Ket.Gambar : Saking dahsyat banjir di bawah jembatan Tol AP.Petta Rani, seorang pengendara motor menarik temannya bermain sky air di jalan raya yang mengganggu pengguna jalan lain.(rep)
——————————————————
MEDIAKTUAL.COM – MAKASSAR :
Banjir dahsyat yang melanda Kota Makassar Sulsel yang hampir merata di sejumlah tempat, memantik keprihatinan publik.
Padahal, selama ini Pemkot Makassar telah berupaya melakukan pengerukan di sepanjang kanal bahkan membenahi drainase, tapi langkah itupun tak mampu membendung alias meredam derasnya banjir yang terjadi beberapa hari lalu.

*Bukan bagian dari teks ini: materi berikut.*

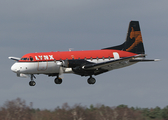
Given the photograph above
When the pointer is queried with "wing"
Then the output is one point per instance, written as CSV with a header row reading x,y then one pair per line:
x,y
14,58
98,68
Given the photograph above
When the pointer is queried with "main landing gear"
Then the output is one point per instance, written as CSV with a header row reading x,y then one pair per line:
x,y
91,80
32,82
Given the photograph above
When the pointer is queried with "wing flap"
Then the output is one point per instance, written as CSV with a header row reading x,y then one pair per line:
x,y
108,63
14,58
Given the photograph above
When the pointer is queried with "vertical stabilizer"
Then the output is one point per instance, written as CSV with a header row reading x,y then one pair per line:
x,y
133,41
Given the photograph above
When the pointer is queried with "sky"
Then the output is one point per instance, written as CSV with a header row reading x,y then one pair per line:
x,y
57,25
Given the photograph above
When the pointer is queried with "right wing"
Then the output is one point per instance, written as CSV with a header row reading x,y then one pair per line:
x,y
14,58
104,64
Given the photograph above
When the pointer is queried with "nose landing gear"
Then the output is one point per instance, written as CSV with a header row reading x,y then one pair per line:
x,y
32,82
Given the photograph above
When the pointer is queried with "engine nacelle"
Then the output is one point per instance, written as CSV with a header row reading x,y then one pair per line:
x,y
22,75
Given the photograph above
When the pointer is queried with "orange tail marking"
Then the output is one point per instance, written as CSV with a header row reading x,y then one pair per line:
x,y
138,38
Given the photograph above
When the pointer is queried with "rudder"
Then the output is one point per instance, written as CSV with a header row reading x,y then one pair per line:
x,y
134,42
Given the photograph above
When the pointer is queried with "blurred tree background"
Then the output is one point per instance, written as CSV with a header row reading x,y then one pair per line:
x,y
18,110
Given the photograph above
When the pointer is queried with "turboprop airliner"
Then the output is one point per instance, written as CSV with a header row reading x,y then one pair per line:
x,y
83,63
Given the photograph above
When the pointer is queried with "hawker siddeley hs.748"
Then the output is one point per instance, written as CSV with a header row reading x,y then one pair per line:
x,y
84,63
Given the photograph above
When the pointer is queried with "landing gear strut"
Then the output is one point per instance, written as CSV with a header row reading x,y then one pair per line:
x,y
58,80
32,82
91,80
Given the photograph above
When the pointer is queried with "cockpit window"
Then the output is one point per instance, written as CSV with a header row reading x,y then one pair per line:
x,y
31,58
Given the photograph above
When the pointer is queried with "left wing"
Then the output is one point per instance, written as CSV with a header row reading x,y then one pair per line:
x,y
14,58
110,63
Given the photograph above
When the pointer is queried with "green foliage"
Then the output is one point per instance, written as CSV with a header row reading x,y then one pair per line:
x,y
18,110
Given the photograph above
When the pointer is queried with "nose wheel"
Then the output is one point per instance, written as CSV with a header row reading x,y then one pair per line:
x,y
32,82
91,80
58,80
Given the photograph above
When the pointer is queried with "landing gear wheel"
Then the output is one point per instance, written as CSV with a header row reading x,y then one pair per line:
x,y
32,83
91,80
58,80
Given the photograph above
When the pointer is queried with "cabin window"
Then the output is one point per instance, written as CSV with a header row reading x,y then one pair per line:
x,y
103,58
31,59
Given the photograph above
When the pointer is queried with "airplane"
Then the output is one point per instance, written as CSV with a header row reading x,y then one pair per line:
x,y
83,63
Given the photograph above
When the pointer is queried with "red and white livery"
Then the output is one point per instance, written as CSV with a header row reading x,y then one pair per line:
x,y
84,63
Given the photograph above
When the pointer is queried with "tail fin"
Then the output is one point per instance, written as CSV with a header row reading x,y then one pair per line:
x,y
133,41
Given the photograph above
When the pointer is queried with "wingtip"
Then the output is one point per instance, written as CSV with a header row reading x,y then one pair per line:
x,y
157,59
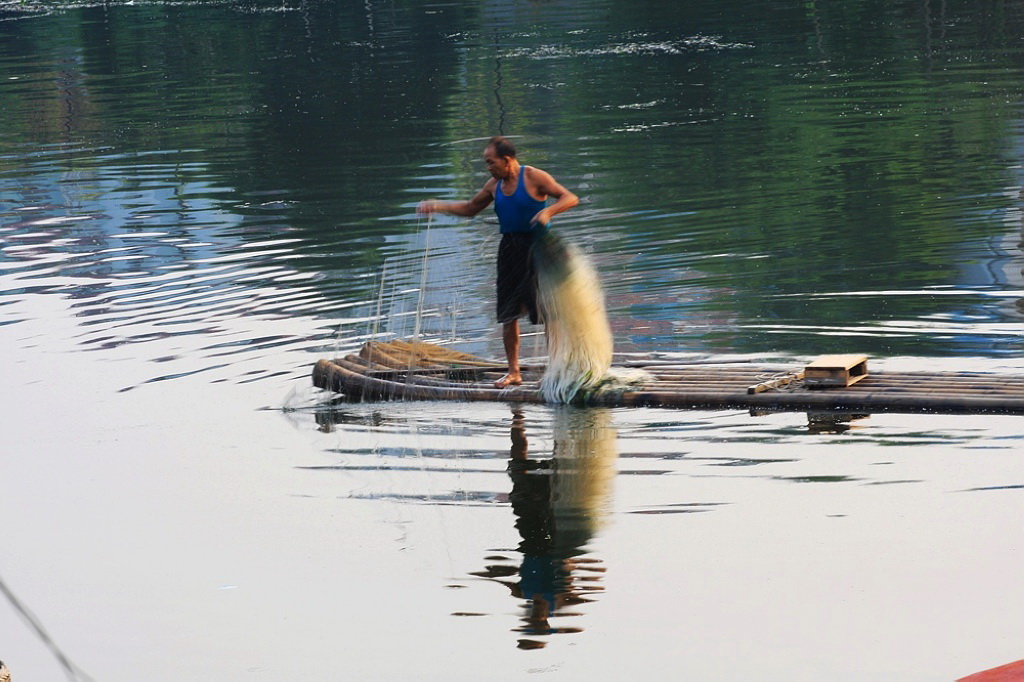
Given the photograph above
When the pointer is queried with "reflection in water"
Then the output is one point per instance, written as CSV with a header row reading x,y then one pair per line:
x,y
558,504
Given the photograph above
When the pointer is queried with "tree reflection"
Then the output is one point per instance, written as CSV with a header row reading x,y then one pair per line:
x,y
559,504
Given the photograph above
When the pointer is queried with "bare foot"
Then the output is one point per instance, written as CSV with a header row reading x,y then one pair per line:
x,y
509,379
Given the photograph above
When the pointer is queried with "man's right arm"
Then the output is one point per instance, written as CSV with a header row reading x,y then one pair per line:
x,y
466,209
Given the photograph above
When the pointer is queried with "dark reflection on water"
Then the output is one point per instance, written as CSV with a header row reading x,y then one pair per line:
x,y
799,179
558,503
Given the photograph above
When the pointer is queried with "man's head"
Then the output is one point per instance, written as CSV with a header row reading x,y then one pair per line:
x,y
499,155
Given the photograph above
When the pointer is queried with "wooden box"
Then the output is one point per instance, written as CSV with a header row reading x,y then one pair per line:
x,y
830,371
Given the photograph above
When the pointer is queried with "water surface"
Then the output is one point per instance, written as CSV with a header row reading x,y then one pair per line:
x,y
200,200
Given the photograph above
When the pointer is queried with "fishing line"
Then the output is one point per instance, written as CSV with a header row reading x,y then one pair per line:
x,y
74,672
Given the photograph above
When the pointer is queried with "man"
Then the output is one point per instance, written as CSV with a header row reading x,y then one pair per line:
x,y
519,194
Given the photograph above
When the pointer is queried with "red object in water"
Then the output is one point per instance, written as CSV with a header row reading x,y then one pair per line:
x,y
1010,673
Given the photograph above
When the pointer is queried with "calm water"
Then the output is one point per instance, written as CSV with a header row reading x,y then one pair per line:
x,y
200,200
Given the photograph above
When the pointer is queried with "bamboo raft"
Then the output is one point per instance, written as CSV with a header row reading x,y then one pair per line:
x,y
402,371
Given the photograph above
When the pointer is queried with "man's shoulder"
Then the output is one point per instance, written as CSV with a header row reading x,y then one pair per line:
x,y
535,174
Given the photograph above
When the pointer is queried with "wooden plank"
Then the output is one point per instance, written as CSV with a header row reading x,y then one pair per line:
x,y
777,382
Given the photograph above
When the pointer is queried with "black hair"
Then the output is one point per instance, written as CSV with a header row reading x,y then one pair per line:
x,y
503,145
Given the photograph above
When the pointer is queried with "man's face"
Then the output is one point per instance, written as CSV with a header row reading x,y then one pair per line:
x,y
497,166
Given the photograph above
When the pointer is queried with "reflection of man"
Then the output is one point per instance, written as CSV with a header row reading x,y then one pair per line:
x,y
556,503
542,576
519,194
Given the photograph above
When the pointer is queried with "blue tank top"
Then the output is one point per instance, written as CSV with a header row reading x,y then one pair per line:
x,y
515,212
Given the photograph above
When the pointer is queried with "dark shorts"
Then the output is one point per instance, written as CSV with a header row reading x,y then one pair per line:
x,y
516,279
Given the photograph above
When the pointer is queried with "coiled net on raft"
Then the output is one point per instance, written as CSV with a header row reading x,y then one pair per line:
x,y
571,304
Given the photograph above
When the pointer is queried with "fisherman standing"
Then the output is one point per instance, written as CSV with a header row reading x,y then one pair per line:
x,y
519,194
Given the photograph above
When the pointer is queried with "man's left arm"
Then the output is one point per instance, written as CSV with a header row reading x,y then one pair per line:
x,y
545,184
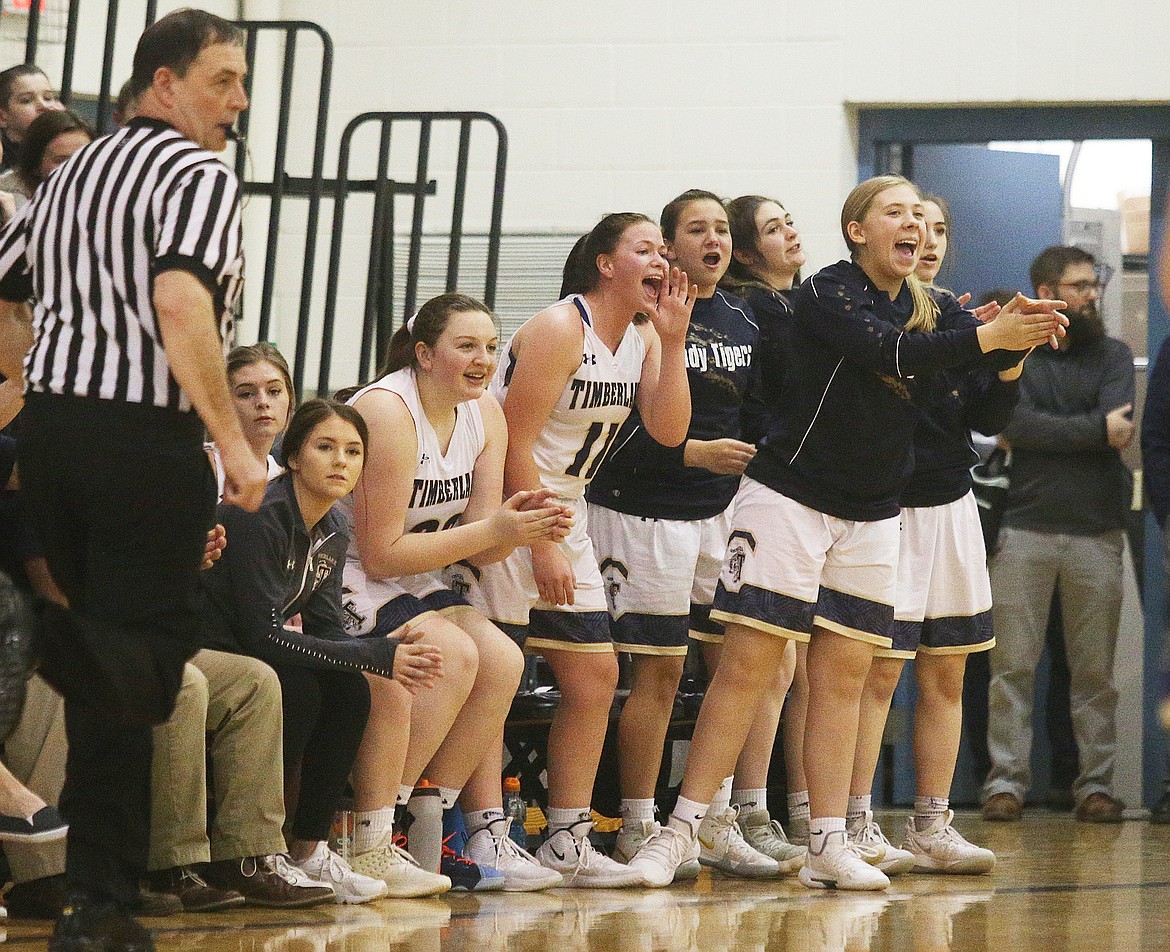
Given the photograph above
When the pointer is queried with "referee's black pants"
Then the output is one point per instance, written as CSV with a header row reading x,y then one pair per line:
x,y
122,496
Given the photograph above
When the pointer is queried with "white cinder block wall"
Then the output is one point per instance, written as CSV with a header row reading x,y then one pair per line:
x,y
612,104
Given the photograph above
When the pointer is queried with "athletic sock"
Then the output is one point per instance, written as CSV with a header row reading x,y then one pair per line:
x,y
637,811
370,827
858,807
687,816
481,819
577,820
927,809
722,799
820,828
750,800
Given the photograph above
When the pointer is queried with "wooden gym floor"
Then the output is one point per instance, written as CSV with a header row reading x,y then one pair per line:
x,y
1058,885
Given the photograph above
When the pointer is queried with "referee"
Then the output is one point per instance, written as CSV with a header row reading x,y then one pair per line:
x,y
131,254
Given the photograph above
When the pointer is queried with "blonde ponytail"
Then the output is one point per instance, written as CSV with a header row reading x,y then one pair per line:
x,y
926,309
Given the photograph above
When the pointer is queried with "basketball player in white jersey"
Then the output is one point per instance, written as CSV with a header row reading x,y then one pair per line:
x,y
566,381
432,496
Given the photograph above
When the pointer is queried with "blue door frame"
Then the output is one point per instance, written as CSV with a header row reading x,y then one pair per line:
x,y
886,140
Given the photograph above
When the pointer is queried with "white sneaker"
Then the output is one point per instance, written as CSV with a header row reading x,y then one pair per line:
x,y
662,854
349,887
495,848
401,874
941,848
582,866
867,836
763,834
839,866
798,830
632,837
723,848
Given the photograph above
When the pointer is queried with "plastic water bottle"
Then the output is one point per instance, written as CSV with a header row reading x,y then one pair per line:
x,y
424,835
515,809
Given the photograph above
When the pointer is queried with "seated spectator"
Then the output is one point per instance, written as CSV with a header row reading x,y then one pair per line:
x,y
49,143
25,94
282,561
262,390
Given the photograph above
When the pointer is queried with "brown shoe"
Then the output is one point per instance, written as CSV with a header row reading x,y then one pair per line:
x,y
1003,807
269,881
191,889
1100,808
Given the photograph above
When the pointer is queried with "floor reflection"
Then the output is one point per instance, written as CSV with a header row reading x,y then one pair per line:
x,y
1059,885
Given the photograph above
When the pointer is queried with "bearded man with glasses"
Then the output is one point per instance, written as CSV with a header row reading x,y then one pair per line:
x,y
1064,524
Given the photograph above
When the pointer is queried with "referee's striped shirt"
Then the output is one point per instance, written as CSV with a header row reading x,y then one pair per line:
x,y
87,248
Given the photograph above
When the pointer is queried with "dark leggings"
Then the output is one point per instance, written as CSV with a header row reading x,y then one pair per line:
x,y
325,713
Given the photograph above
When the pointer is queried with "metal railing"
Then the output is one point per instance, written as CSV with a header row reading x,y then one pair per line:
x,y
279,187
378,312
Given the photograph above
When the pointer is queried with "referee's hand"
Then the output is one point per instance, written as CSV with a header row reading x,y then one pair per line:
x,y
245,476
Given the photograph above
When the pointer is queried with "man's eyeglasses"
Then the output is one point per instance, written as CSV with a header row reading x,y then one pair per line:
x,y
1082,287
1105,271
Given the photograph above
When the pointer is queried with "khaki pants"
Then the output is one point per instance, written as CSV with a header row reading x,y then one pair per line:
x,y
228,705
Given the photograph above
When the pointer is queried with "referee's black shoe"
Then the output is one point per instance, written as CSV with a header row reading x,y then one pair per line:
x,y
15,654
1161,811
94,925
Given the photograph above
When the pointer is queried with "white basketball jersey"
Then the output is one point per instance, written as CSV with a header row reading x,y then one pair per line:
x,y
590,412
442,482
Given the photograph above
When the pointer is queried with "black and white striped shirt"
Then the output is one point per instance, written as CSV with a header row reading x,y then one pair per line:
x,y
87,248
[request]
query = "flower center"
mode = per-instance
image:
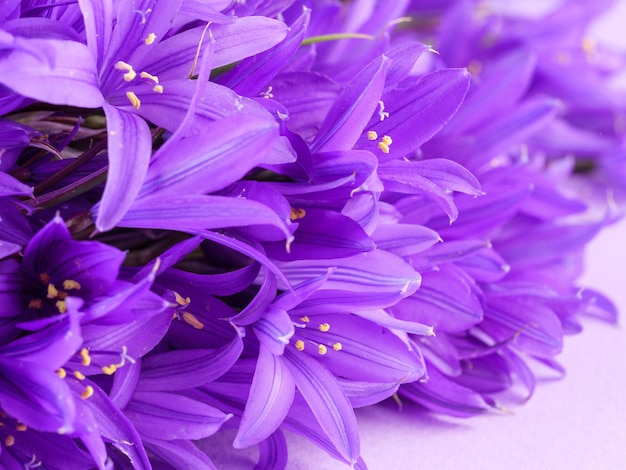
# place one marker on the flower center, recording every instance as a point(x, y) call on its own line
point(322, 346)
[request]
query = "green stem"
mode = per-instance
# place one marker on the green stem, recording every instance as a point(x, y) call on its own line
point(71, 191)
point(336, 37)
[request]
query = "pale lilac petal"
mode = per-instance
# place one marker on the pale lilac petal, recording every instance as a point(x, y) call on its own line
point(170, 416)
point(329, 404)
point(187, 368)
point(351, 111)
point(130, 147)
point(50, 70)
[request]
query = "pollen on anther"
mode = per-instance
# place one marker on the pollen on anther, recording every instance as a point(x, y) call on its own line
point(381, 111)
point(86, 358)
point(296, 214)
point(79, 375)
point(109, 370)
point(123, 66)
point(149, 76)
point(52, 291)
point(88, 392)
point(132, 97)
point(69, 284)
point(150, 39)
point(192, 320)
point(180, 300)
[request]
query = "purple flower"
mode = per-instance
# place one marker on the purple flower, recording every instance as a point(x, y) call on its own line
point(290, 221)
point(117, 69)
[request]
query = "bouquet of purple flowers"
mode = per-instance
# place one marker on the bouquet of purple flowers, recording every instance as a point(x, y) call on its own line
point(260, 215)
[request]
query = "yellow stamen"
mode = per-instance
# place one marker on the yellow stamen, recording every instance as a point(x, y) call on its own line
point(79, 375)
point(86, 358)
point(61, 306)
point(121, 65)
point(109, 370)
point(192, 320)
point(180, 300)
point(88, 392)
point(69, 284)
point(150, 39)
point(149, 76)
point(52, 291)
point(132, 97)
point(296, 214)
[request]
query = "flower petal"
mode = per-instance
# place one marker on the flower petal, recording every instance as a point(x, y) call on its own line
point(329, 404)
point(351, 111)
point(130, 147)
point(50, 70)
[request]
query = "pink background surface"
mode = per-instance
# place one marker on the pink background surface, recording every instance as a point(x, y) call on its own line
point(575, 423)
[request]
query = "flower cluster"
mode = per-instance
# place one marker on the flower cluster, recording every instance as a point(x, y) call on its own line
point(259, 215)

Kepungan banjir Kota Makassar ini, diakui Walikota Makassar Moh Ramdhan ‘Danny’ Pomanto bahwa ini merupakan yang terbesar selama menjabat dua periode.
Yang mengejutkan lagi, walikota berlatar belakang Arsitektur itupun menepis bahwa sebenarnya Makassar itu tidak dilanda banjir tetapi cuma genangan air.
Statemen itulah yang memicu kontroversi di tengahmasyarakat dengan beragam persepsi, opini dan penilaian.
Mirisnya, pernyataan Danny Pomanto seketika ramai jadi bahan pergunjingan dijagat maya (Medsos).
“Ini walikota ngawur ngomongnya. Masa pejabat publik tidak bisa membedakan mana banjir dan genangan. Deh…warga sudah berdarah-darah atasi banjir, bahkan sudah mengungsi, masih saja dianggap enteng, ini cuma genangan. Waduh…yang benar saja. Soal banjir ini memang pemerintah harus hadir, carikan solusi terbaik dan itu tanggungjawabnya,” sorot warga Jl.Toa Daeng.
Ditanya ikwal solusi jangka panjang untuk banjir, Danny menyebut masyarakat perlu beradaptasi.
“Solusi jangka panjang adalah kita harus melatih masyarakat untuk beradaptasi dan mitigasi ini. Misalnya di daerah banjir kita harapkan semua rumah itu dikasih dua lantai. Itu Kalau sanggup,” timpalnya kepada awak media, saat memantau banjir di titik wilayah rawan Biringkanaya dan Tamalanrea.
‘Banjir merupakan bencana yang terjadi di seluruh dunia bukan hanya di Makassar,” terang Danny Pomanto.
Menurutnya, terjadinya banjir bukan karena drainase tidak mampu menampung curah hujan. Hanya saja, memang terjadi yang namanya cuaca ekstrim.
“Apalagi naiknya permukaan air laut kemarin besar sekali. Pulau-pulau hancur semua. Saya dapat laporan itu abrasinya luar biasa masuk ke pulau,” jelas walikota.

BMKG sendiri telah mengeluarkan imbauan untuk terus memonitor perkembangan cuaca, iklim, gelombang laut dan gempa bumi serta peringatan dini kondisi ekstrim.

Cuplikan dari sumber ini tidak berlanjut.